NISAの活用法は買って保有するだけではない!

 買った後、5年間の売却益と配当金が非課税になるNISA。しかし、一度売却したら非課税枠は復活しないこと、売却損の損益通算ができず切り捨てになってしまうことがデメリットです。

 筆者の投資スタイルは、日足チャートをベースに上昇トレンドの銘柄を買い、下降トレンドになったら売るというものです。日足ベースでの上昇トレンドが何年も続くことはなく、ある程度の頻度での売買がどうしても必要となってくるため、NISAを使って何年も保有を続けるという投資は不向きです。

 しかし、どれだけ利益を得ても売却益が非課税というのは非常に魅力的でもあります。そこで筆者のように、買った株を何年も保有し続けるスタイルを取っていない個人投資家であってもNISAのメリットを享受する方法を今回はご紹介していきます。

NISAの買いと空売りを組み合わせれば上がっても下がっても対応可能

 上でも述べた通り、筆者の投資スタイルは、バイ・アンド・ホールドではありません。株価が下降トレンドになれば保有株は売却します。

 もし、NISAの非課税の恩恵を受けようと、株価のトレンドにかかわらず5年間持ち続けるとしたなら、それは税制によって自分の投資スタイルを曲げることになってしまいます。

 そこで、自身の投資スタイルを曲げずに、かつNISAのメリットを享受できる方法を考えました。

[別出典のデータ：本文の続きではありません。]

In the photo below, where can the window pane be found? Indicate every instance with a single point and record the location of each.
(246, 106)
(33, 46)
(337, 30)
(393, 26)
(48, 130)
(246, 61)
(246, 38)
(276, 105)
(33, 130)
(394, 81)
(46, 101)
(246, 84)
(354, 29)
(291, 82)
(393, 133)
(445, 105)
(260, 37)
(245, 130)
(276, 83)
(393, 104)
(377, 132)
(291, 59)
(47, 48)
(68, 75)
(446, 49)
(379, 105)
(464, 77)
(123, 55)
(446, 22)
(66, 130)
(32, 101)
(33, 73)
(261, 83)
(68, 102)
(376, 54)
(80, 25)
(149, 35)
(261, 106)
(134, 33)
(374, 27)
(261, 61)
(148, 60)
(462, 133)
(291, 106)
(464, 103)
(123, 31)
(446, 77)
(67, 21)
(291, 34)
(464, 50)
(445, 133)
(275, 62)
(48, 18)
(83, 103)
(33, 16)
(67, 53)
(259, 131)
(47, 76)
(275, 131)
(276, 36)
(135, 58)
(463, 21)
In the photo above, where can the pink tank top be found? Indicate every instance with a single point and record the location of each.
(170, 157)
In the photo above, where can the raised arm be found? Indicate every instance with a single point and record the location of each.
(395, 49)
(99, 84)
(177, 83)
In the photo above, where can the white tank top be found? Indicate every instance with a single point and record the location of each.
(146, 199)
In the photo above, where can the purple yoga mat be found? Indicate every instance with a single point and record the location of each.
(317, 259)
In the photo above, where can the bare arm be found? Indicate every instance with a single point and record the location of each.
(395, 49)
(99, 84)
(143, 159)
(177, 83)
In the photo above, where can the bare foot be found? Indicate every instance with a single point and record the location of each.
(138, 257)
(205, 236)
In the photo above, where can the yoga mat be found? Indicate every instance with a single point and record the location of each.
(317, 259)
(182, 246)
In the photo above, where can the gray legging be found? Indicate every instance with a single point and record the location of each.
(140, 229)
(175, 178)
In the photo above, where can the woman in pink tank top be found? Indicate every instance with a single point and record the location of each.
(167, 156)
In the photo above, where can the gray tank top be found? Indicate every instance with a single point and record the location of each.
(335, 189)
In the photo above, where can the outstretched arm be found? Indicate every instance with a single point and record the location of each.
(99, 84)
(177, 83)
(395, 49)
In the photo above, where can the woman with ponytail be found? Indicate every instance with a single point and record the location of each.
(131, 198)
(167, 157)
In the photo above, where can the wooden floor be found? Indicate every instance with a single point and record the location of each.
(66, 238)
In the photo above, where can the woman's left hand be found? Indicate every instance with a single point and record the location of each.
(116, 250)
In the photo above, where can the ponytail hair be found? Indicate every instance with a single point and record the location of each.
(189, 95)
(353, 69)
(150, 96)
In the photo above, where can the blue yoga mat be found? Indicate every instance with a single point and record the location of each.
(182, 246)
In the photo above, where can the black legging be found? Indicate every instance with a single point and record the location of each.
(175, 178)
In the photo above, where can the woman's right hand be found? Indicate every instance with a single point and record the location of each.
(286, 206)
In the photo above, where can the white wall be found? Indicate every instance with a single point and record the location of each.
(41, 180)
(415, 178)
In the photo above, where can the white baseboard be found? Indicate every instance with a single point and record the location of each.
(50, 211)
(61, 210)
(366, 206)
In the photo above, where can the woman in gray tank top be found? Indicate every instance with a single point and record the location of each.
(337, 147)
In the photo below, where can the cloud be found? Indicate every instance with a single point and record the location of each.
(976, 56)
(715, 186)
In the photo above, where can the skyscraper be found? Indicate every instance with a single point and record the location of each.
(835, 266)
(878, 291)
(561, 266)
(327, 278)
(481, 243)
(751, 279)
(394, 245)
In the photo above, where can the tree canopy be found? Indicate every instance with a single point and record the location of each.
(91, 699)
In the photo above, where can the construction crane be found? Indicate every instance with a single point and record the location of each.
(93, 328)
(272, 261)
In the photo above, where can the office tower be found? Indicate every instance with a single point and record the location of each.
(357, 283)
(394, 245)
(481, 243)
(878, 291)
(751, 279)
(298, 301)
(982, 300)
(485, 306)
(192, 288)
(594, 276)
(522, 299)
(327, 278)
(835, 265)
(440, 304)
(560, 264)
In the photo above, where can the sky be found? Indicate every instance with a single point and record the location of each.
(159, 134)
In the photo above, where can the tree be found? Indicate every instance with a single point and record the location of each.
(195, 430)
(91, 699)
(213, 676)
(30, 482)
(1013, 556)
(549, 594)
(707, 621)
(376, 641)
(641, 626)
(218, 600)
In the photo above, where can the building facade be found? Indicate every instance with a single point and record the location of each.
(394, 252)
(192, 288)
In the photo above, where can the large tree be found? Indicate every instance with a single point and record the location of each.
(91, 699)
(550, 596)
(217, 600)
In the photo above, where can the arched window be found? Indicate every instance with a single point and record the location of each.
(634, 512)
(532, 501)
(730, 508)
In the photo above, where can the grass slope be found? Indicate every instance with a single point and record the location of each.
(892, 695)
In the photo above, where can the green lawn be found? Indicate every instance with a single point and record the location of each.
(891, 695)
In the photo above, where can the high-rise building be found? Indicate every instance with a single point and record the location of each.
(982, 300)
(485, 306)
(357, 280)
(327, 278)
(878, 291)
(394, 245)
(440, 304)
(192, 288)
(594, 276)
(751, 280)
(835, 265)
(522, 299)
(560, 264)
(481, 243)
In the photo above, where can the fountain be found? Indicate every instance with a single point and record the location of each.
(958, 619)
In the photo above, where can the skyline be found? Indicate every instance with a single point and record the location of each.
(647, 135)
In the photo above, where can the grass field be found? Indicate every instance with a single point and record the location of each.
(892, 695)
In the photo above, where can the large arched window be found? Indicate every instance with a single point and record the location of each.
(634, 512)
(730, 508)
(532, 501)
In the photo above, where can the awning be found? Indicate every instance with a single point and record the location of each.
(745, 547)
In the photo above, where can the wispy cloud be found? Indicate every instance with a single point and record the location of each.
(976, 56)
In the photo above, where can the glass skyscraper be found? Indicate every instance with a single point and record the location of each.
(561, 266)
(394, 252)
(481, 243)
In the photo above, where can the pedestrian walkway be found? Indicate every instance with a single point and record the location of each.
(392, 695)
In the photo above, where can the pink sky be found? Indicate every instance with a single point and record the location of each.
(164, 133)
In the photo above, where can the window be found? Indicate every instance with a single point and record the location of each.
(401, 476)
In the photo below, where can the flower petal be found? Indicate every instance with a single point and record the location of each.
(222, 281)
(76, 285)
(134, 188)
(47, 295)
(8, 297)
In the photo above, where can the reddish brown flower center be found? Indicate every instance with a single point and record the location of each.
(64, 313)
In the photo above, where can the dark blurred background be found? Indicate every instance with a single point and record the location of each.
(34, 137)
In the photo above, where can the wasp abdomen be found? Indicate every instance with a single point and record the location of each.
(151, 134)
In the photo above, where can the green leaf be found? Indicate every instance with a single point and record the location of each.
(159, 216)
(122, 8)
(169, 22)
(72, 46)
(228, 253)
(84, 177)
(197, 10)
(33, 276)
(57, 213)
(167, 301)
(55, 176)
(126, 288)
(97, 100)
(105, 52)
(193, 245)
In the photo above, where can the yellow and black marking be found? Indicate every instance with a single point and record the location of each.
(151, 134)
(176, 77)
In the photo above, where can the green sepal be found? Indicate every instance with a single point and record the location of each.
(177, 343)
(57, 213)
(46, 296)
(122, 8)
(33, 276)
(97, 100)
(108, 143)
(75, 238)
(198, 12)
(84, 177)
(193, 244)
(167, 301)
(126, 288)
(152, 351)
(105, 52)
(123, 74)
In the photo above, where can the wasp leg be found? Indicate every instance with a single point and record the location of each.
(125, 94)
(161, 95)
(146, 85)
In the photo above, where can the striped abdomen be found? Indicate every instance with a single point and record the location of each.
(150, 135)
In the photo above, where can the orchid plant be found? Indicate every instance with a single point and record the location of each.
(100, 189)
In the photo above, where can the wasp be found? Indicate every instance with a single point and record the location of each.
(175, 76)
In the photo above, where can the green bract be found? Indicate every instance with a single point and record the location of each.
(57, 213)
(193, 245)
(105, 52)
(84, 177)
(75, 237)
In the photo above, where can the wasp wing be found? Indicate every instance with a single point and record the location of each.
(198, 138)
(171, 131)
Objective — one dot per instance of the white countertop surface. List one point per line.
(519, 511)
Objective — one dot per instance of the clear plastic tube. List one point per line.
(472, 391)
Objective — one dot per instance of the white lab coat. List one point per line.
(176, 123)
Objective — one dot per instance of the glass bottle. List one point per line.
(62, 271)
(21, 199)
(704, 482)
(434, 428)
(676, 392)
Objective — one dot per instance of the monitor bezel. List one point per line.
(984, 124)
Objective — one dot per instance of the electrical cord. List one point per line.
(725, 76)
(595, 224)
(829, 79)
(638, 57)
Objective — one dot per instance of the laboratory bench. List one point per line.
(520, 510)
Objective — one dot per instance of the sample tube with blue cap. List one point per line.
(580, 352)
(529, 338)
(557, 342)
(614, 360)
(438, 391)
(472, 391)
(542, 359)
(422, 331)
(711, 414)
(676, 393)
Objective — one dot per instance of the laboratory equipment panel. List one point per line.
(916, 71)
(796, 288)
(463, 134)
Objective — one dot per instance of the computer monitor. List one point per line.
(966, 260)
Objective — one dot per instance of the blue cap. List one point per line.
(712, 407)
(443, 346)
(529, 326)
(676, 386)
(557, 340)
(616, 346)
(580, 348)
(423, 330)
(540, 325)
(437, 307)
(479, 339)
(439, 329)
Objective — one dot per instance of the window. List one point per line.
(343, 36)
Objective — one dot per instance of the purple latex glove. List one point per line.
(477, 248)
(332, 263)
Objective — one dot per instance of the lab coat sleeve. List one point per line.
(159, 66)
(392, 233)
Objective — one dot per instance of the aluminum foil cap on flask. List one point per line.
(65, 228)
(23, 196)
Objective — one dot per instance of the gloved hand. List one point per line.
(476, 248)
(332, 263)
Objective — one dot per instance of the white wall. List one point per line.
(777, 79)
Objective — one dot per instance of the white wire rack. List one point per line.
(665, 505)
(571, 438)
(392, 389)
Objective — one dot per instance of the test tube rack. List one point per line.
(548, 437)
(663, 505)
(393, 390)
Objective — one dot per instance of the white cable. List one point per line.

・株価が将来上昇しそうな銘柄を、上昇トレンドのときにNISAで買い付ける

・買った株の株価が下降トレンドに転じたら、NISAで買い付けた株を売るのではなく同数の株を信用取引で空売りする

 NISAで買い付けた株は、売却したらその後、非課税の恩恵は受けられません。しかし、筆者は税制の恩恵の有無にかかわらず投資スタイルをねじ曲げることはしませんので、買った株が下降トレンドになったら売却せざるを得ません。

 もし、保有株を売却する代わりに同株数を空売りすることができれば、それは売却と同じ効果を持つことになります。筆者自身が普段からよく行っているものです。